Mi propuesta es evaluar el problema de fondo. La solución no es, como muchos vociferan de manera ignara, intervenir el tipo de cambio. Esa, además de ser una medida al mejor estilo chavista, no es más que un subsidio a la improductividad del país. Que una moneda pierda o gane valor, no debería ser un problema per se. No obstante, nuestra coyuntura no abarca cambios marginales en la tasa de cambio, sino cambios extremos, los cuales explican la gran patología de la economía colombiana: la enfermedad holandesa. Desde tiempos coloniales, nuestro país ha vivido de bonanzas y “booms” de ciertos productos, los cuales han jalonado nuestra economía en ciertos periodos de tiempo, desincentivando el tener una diversa oferta productiva. Inclusive, nos desincentivan a ser productivos en sí. Si las rentas de unos cuantos productos son tan buenas, ¿para qué esforzarse en producir nuevos bienes eficientemente? Otrora dependimos de bonanzas como el oro, el tabaco, la quina, el añil, el café, la marihuana, la cocaína, la heroína (aún siendo ilegales) y, recientemente, del petróleo y de productos primarios. Estos dos últimos, suman el 70 % de nuestras exportaciones. El 46 % corresponde al crudo. Nuestra enfermedad reside en lo dependientes que somos de los precios internacionales de los productos de nuestra escasa canasta exportadora. Es por esto que al bajar los precios del crudo, se han reducido nuestras exportaciones de este en un 50 % y la escasez de divisas es patente. En Colombia entran y salen dólares a borbotones durante ciertos periodos de tiempo, lo cual impide tener una economía estable. De esta manera, el tipo de cambio es sumamente voluble. En conclusión, si en cada momento de nuestra historia hemos vivido de las rentas de unos cuantos productos, es fácil comprender por qué aquí nunca ha habido ni industria de alto valor agregado, ni infraestructura, ni innovación tecnológica. ¿Para qué?

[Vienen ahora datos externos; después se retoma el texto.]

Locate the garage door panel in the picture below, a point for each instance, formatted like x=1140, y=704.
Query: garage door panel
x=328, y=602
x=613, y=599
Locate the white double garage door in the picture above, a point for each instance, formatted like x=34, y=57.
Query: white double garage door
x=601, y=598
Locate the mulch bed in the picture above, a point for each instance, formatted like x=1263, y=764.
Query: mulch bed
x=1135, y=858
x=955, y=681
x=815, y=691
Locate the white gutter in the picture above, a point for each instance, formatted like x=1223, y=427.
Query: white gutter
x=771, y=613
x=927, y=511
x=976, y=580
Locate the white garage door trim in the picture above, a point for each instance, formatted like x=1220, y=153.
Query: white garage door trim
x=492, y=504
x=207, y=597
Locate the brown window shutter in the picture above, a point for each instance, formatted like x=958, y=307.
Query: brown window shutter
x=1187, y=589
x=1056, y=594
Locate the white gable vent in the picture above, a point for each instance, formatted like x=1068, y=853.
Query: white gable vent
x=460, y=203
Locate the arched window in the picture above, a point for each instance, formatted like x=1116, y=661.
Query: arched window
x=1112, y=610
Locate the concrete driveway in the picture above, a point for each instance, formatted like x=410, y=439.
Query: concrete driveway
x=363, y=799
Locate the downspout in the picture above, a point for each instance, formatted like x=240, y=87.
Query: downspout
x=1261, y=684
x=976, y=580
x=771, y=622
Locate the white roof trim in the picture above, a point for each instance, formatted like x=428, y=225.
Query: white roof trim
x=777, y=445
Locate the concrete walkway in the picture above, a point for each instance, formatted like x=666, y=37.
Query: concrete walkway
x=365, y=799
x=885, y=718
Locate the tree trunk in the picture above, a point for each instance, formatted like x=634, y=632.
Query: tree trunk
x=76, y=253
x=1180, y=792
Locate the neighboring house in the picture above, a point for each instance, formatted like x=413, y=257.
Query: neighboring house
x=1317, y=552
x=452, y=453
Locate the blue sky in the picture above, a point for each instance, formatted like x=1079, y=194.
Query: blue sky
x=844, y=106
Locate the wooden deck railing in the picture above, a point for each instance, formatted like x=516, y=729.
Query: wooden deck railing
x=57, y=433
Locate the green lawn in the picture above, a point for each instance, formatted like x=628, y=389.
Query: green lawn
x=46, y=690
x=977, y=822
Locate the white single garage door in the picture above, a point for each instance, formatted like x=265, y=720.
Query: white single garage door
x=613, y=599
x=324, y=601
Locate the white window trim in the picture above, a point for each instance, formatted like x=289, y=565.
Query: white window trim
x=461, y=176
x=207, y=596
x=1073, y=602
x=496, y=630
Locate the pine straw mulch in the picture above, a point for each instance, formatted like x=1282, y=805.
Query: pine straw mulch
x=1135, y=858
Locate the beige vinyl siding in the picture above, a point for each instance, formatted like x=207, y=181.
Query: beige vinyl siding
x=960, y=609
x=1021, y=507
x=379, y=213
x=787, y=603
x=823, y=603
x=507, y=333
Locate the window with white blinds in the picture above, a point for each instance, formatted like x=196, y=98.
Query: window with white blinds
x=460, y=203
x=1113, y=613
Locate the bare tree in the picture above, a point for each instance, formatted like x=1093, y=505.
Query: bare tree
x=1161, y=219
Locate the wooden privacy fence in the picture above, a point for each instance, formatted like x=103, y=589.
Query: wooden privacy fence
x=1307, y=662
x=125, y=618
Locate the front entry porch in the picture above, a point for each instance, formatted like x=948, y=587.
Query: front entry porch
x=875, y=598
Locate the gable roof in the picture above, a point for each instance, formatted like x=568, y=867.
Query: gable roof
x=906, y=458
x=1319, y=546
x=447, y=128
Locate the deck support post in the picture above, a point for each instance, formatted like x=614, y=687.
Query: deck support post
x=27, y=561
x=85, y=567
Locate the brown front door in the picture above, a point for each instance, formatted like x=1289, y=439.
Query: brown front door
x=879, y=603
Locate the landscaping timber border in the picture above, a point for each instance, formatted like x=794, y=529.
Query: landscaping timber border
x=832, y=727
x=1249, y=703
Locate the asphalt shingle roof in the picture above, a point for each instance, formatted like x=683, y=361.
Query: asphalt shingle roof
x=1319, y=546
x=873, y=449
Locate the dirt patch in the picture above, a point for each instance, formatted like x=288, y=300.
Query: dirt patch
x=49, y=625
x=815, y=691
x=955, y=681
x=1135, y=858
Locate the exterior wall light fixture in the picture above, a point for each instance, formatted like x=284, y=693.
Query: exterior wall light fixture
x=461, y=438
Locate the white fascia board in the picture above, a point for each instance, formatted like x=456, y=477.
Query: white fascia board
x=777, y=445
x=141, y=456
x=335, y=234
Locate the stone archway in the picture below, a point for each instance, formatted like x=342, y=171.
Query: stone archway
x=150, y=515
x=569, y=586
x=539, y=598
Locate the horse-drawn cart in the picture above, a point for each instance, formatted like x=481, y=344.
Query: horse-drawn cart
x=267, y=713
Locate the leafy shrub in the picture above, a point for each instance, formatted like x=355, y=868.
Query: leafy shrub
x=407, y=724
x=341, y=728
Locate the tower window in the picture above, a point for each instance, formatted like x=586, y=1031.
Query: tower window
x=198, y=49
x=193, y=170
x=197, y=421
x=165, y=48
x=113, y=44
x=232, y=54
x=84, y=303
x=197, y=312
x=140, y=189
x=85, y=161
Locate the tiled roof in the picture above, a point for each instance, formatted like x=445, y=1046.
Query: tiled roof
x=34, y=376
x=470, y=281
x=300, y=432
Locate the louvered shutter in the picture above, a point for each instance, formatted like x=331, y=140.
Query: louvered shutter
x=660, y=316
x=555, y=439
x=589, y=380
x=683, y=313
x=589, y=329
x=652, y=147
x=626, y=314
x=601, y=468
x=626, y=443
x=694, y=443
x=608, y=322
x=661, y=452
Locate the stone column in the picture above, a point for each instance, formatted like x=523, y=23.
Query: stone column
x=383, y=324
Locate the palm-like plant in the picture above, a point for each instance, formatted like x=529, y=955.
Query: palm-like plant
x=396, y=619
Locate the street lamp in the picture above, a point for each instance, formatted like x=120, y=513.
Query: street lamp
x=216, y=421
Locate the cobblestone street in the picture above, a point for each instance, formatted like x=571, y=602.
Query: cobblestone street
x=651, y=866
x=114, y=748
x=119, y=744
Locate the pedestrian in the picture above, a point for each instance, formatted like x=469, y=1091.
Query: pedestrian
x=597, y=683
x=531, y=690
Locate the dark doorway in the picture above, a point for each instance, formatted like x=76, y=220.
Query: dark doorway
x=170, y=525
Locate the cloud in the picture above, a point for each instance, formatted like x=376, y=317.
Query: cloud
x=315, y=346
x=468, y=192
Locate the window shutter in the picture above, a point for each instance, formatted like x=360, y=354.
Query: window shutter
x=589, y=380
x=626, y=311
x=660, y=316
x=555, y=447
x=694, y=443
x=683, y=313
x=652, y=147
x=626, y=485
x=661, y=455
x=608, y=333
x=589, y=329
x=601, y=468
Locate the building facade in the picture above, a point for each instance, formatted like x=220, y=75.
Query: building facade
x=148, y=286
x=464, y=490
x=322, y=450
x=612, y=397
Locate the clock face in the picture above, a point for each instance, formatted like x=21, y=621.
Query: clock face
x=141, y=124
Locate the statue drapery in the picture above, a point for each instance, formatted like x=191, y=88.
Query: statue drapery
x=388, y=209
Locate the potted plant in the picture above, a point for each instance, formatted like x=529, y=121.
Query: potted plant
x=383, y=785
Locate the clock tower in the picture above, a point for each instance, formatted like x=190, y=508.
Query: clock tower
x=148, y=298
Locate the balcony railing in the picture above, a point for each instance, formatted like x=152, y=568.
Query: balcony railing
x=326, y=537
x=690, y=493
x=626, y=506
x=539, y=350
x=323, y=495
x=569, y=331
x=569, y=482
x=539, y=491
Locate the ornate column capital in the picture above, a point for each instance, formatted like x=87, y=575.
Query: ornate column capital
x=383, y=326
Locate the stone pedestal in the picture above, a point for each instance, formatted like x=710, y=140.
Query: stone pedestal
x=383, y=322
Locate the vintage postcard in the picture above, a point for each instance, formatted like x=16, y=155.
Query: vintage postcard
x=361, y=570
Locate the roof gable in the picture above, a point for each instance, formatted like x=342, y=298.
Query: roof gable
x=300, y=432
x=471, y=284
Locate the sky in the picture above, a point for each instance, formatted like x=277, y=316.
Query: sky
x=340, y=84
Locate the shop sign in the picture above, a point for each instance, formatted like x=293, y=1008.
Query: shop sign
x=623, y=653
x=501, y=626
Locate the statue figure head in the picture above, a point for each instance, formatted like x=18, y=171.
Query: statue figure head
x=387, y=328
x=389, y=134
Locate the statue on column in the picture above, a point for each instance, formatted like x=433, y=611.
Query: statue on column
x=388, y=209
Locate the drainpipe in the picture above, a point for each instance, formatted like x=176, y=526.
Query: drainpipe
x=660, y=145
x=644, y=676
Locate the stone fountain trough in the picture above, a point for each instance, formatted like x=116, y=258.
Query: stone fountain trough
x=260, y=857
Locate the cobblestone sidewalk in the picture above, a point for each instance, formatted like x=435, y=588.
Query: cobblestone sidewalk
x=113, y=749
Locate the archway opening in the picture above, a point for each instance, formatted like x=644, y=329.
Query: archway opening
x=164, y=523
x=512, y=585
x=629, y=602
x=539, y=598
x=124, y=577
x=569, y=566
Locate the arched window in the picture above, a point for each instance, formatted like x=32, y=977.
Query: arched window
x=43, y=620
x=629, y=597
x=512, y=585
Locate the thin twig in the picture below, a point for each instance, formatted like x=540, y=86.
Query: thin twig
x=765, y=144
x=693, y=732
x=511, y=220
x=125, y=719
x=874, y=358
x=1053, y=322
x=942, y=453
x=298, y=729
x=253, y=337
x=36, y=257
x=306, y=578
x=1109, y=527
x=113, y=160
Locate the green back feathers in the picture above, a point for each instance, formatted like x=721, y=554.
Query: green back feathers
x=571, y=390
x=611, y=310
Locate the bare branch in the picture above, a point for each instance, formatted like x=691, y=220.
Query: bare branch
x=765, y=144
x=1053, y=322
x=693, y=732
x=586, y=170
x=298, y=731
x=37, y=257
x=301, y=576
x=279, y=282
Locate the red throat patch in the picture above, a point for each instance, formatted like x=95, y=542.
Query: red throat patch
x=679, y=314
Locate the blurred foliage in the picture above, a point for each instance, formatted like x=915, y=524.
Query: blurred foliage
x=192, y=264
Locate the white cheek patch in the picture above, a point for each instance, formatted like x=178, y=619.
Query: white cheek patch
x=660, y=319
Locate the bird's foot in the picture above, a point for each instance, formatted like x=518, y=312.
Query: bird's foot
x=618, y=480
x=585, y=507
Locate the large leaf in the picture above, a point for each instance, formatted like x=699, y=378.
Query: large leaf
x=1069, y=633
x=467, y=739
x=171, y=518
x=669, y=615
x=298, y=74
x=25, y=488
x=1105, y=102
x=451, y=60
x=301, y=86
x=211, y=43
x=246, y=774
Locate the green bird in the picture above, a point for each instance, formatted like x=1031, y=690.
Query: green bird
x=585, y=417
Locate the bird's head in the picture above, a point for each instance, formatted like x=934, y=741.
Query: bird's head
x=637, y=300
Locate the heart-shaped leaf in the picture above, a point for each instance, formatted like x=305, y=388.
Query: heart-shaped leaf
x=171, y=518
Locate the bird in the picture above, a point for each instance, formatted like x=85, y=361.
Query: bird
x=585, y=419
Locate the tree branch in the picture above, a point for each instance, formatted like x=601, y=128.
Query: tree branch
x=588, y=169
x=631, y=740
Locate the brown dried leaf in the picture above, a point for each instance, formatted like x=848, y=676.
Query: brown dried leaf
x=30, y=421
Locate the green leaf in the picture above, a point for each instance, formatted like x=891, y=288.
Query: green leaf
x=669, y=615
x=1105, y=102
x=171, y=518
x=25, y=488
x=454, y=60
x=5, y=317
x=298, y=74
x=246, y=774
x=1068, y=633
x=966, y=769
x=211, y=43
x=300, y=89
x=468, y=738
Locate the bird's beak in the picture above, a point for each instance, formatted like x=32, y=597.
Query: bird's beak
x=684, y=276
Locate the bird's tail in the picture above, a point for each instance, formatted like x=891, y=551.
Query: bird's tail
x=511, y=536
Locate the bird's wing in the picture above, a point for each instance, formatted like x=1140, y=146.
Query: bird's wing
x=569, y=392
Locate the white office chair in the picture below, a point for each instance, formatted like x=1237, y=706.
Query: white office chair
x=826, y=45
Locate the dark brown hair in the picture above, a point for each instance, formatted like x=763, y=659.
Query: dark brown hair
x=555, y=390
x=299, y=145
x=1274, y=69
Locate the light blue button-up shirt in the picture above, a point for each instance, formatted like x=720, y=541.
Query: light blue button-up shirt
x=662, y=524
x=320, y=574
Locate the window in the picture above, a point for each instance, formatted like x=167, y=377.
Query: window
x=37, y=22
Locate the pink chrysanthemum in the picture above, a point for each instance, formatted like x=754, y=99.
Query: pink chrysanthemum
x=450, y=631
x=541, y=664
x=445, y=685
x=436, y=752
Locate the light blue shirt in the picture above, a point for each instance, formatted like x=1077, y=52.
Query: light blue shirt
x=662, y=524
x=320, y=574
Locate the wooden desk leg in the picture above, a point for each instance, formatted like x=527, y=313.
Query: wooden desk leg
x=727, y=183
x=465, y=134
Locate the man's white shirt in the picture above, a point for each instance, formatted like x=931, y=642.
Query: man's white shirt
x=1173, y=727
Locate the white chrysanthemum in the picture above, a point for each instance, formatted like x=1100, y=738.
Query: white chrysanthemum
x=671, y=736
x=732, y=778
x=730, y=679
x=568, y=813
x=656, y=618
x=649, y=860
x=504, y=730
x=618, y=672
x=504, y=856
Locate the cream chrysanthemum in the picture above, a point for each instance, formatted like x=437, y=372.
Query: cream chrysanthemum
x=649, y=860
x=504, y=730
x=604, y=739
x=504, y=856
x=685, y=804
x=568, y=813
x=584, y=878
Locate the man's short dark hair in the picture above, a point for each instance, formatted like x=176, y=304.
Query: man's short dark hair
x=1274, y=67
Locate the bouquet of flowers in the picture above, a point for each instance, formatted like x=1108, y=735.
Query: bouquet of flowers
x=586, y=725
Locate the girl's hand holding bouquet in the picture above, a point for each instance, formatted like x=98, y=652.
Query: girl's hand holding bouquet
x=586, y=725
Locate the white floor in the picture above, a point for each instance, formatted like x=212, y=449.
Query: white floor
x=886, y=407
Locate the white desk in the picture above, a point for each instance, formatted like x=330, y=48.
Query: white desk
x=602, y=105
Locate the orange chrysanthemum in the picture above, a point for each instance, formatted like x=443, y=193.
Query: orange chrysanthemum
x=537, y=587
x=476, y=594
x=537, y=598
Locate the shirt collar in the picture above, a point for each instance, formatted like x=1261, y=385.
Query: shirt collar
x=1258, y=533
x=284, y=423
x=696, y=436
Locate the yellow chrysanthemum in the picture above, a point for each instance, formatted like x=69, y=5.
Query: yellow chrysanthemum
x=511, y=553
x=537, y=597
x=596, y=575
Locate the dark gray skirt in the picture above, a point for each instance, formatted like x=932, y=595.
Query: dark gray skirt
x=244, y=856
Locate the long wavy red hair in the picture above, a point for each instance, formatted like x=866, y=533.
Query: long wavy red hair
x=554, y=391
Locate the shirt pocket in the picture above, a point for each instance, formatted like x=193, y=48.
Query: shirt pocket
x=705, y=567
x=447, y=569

Durante los últimos decenios, ningún gobierno ha tenido el suficiente tesón para encaminar al país por una senda de verdadero desarrollo económico. La mediocridad, aunada a las bonanzas artificiales, ha impedido plantear verdaderas prioridades y objetivos en materia productiva. En esta coyuntura de vacas flacas, es preciso sentarse a formular políticas de desarrollo serias y sostenibles. Es inaudito que si el petróleo cae, nuestra economía también. Discutir si es mejor una moneda revaluada o devaluada se torna trivial si no abordamos las patologías incrustadas en nuestra estructura productiva. El debate económico debe ser de fondo.